The river café is expected to be ready to set sail in 45 days, and the project is being executed according to the investor’s vision, without prior design plans.

The sides of the ferry facing the bank and the bridge will be enclosed with bronze-tinted glass panels to obstruct visibility, while the sides facing the lighthouse and waterwheels will have transparent glass barriers, allowing café-goers to view Hit’s landmarks and historical sites.

Farqad Yousif Azaldin – Investor told Network 964:
“After a long period of determined efforts, we succeeded in obtaining official approvals from Anbar Province to transform the ferry into a rest stop.”

“This project is set to attract visitors from outside the city, offering them an experience on the ferry that stimulates their imagination, as if they are floating on the surface of a traditional Hiti house, overlooking minarets, waterwheels, and the homes of the ancient Hit castle.”

“The second floor will be open (unroofed), allowing seated patrons to witness the historical aspects of Hit and a part of its present, while listening to the call to prayer.”

“The ferry will cruise along the river and its banks until another ferry is brought in, with one being stationary and the other mobile.”

“The café will be adorned with heritage accessories that embody the city’s history and feature images of its icons. We’ve allocated two days a week for families.”

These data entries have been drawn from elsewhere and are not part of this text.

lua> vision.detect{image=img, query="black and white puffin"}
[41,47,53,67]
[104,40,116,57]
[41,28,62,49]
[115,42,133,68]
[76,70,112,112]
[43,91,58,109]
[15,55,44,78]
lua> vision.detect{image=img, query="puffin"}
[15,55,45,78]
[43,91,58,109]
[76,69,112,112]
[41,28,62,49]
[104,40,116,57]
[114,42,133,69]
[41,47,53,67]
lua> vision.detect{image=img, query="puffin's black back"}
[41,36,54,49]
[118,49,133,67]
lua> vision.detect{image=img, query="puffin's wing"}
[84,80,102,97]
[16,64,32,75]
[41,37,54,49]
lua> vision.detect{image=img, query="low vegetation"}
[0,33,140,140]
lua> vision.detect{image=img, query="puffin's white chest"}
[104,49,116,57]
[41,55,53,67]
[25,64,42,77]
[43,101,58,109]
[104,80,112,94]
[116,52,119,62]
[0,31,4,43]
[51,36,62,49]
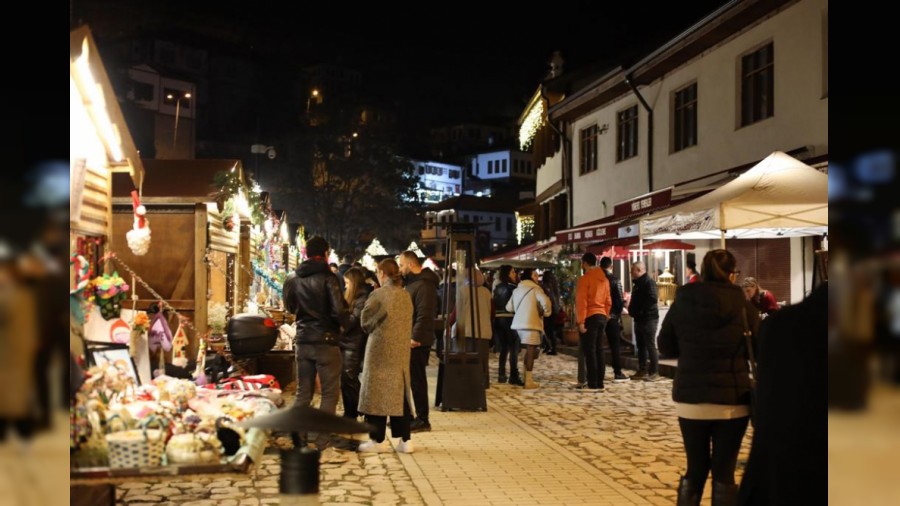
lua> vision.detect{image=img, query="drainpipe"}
[541,86,573,228]
[625,74,653,193]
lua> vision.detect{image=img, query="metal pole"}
[172,98,181,149]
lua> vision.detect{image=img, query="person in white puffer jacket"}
[506,269,553,388]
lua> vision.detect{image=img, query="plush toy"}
[125,190,150,256]
[172,318,188,367]
[147,310,172,374]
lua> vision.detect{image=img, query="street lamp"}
[306,89,319,115]
[166,91,191,148]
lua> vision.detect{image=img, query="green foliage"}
[553,246,581,328]
[213,170,266,223]
[287,124,422,257]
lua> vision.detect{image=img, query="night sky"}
[72,0,726,130]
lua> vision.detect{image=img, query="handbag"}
[741,308,756,417]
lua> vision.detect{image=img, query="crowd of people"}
[284,237,809,506]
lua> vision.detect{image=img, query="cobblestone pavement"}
[107,348,750,506]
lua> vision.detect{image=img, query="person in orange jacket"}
[575,253,612,392]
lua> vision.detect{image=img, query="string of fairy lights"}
[101,251,198,333]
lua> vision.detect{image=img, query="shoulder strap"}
[513,287,534,313]
[741,307,756,386]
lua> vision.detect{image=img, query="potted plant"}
[91,272,130,320]
[206,302,228,351]
[554,249,579,346]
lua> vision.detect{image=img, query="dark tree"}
[270,123,422,256]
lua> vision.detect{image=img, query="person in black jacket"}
[493,265,525,386]
[341,267,369,419]
[659,249,759,506]
[600,257,631,383]
[738,283,828,505]
[283,236,350,462]
[397,251,440,432]
[628,262,660,381]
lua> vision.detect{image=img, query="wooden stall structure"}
[111,159,251,356]
[69,26,144,268]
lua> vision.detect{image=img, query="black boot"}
[678,476,706,506]
[712,481,737,506]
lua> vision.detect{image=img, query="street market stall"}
[640,151,828,247]
[640,151,828,302]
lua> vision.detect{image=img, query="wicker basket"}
[106,419,167,468]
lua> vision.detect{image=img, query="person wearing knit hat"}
[741,277,778,316]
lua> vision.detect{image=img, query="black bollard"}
[278,448,319,506]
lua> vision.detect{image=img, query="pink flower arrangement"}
[91,272,131,300]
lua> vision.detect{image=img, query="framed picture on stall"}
[86,341,141,386]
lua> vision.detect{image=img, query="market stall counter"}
[70,360,284,485]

“We’ve named it “Al-Shakhthoor,” after the most prominent waterborne means of transportation that used to navigate Iraq’s cities through the Euphrates River, exchanging goods and essential supplies among ancient cities, including Hit.”

Saad Yousif – Resident of Hit for Network 964:
“We used this ferry to travel from the bank of Hit to Hit Island during the period from 2016 to 2018, when the bridge was damaged.”

“After the rehabilitation of the bridge in mid-2018, the ferry remained neglected. However, this project will revive the heritage and transform the ferry into a unique resting spot in the city.”